Saturday, May 18, 2019

Trump's Tariffs Are Just A Big Tax Increase On Americans


Trump wants people to believe his tariffs (on China and others) are paid by other countries. They are not. They are paid by American companies, and then passed on to the American people. In essence, they are nothing but a big (and sneaky) tax increase -- one of the biggest tax increases in many years. But other tax increases were voted on and passed by Congress (as is supposed to happen). Trump's were done by executive order, and the men and women in Congress (of both parties) had nothing to do with them.

The following is by Scott Liesman at cnbc.com:

President Donald Trump, having championed one of the larger tax cuts in recent years, has now enacted tariffs equivalent to one of the largest tax increases in decades.

A CNBC analysis of data from the Treasury Department ranks the combined $72 billion in revenue from all the president’s tariffs as one of the biggest tax increases since 1993. In fact, the tariff revenue ranks as the largest increase as a percent of GDP since 1993 when compared with the first year of all the revenue measures enacted since then, according to the data.

Only the revenue raised in the fourth year of the Affordable Care Act is greater, but not by much.

The nonpartisan Tax Foundation estimates all the tariffs enacted by the president, including the latest increase from 10% to 25% on $200 billion on Chinese goods, will raise $72 billion in revenue, equal to 0.34% of U.S. gross domestic product.

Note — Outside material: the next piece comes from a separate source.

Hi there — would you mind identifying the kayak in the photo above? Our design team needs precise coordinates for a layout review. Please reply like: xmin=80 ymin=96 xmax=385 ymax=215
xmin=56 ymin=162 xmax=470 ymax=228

Revenue raised in the first year of the 1993 budget and reconciliation act equaled 0.36% of GDP. . . .

Kent Smetters of the Penn-Wharton Budget Model and a former Treasury official during the Bush administration, estimates that the tariff increase will cost the median U.S. household with earnings of $61,000 about $500 to $550 a year. It’s the equivalent, he said, of raising the Social Security retirement tax by 1 percentage point to 11.6%.

Such a large revenue measure, according to Pomerleau, if it were a tax, would have been subject to considerable economic analysis from the Congressional Budget Office or the Joint Committee on Taxation for the potential effects on growth, inflation and jobs. No such analysis has been offered or is believed to have been conducted by the administration regarding the current tariffs.

And the revenue measure is by far the largest enacted without congressional approval. Congress, in a series of laws, has ceded to the president vast powers to levy tariffs.